Non fu tenuto in gran considerazione fin dal suo arrivo dall’America del Sud, bollato dalla Chiesa come “generatore di pensieri impuri” e dall’aristocrazia come “dozzinale spezia dei poveri”.
Divenne l’omologatore del cibo del popolo, come il parmigiano lo era di quello della nobiltà. In maniera non difforme dal braccio di ferro, dalle prove di coraggio e dal trasporto di pesantissime macchine del Santo, si svilupparono le prove di machismo, che ne prevedevano l’ingestione di enormi quantità, fino a cancellarne il sapore a favore di una prolungata infiammazione delle papille.
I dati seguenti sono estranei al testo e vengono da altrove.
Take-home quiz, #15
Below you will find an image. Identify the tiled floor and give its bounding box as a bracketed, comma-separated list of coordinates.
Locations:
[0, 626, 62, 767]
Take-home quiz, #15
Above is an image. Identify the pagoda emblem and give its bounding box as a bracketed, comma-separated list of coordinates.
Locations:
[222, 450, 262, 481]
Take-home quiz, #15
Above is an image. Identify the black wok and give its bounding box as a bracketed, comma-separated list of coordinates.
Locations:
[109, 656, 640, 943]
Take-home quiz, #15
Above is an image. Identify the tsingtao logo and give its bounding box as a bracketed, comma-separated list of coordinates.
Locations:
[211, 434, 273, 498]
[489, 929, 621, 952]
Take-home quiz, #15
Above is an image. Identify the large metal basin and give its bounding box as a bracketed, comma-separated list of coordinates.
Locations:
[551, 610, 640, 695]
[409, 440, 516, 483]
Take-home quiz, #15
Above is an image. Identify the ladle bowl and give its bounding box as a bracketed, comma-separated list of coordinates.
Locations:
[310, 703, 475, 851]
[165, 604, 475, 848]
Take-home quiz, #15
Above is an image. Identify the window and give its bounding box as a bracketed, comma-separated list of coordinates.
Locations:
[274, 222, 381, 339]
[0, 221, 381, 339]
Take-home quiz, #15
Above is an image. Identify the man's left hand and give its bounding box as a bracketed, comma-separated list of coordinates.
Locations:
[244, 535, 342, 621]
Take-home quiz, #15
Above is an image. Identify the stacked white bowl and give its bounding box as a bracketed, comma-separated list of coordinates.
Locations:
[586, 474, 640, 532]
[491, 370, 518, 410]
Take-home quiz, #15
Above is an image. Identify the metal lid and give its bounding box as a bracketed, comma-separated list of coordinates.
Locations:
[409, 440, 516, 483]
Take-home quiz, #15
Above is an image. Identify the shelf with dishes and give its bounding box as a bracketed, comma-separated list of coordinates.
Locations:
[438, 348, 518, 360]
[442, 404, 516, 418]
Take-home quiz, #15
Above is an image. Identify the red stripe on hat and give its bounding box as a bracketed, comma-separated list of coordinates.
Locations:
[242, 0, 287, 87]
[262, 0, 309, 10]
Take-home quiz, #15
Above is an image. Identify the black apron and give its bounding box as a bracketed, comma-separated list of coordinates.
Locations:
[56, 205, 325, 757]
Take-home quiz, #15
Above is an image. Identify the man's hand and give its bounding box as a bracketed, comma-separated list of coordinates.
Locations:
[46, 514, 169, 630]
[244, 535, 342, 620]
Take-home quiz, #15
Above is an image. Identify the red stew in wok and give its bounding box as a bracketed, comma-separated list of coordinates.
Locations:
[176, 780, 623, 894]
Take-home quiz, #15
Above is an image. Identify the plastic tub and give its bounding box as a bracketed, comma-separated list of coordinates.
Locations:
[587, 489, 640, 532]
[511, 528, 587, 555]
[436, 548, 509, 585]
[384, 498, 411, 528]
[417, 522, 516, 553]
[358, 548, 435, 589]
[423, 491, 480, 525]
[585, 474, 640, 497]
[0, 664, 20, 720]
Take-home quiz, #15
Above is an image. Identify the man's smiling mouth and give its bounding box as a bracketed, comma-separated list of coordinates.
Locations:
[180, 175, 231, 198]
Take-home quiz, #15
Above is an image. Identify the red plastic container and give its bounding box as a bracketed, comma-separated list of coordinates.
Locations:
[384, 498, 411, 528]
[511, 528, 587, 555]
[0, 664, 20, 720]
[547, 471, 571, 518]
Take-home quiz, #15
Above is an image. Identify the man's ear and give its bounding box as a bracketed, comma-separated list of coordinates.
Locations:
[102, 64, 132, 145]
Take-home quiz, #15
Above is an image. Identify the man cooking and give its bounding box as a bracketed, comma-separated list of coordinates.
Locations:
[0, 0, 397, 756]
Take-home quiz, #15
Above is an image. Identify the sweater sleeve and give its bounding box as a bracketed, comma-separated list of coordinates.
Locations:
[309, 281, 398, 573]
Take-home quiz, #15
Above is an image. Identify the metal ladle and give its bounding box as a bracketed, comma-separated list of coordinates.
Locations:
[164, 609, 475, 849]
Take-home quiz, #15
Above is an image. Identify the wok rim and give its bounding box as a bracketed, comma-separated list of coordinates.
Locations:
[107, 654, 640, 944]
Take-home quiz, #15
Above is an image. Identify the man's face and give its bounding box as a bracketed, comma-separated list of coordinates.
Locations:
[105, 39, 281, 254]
Anche per questa ragione la coltivazione ha smarrito l’attenzione alla complessità aromatica, percepibile soprattutto all’inizio della maturazione, differente tra il prodotto verde e quello cotto dal sole e solo parzialmente smarrita nel prodotto essiccato.

Per utilizzare il peperoncino fuori stagione, la maniera migliore di è quella di congelarlo fresco e affettarlo poi con le forbici dal freezer al piatto.
Comunque l’ortaggio correttamente essiccato, all’aria e lontano dal sole, acquista un’interessante concentrazione.
Va conservato un anno al massimo, privato dei semi e ridotto al momento in polvere finissima, per piatti crudi o cotti, dove non deve mai friggere o bruciare.
La pelle, indigesta come quella del peperone, andrebbe eliminata sia dal fresco che dal secco, creando una poltiglia da passare al setaccio, conservabile in un buon olio extravergine.

Col sole in arrivo la polpa dei peperoncini appena colti sarà gentile e complessa, come dovrebbero essere sempre il sapore e la vita.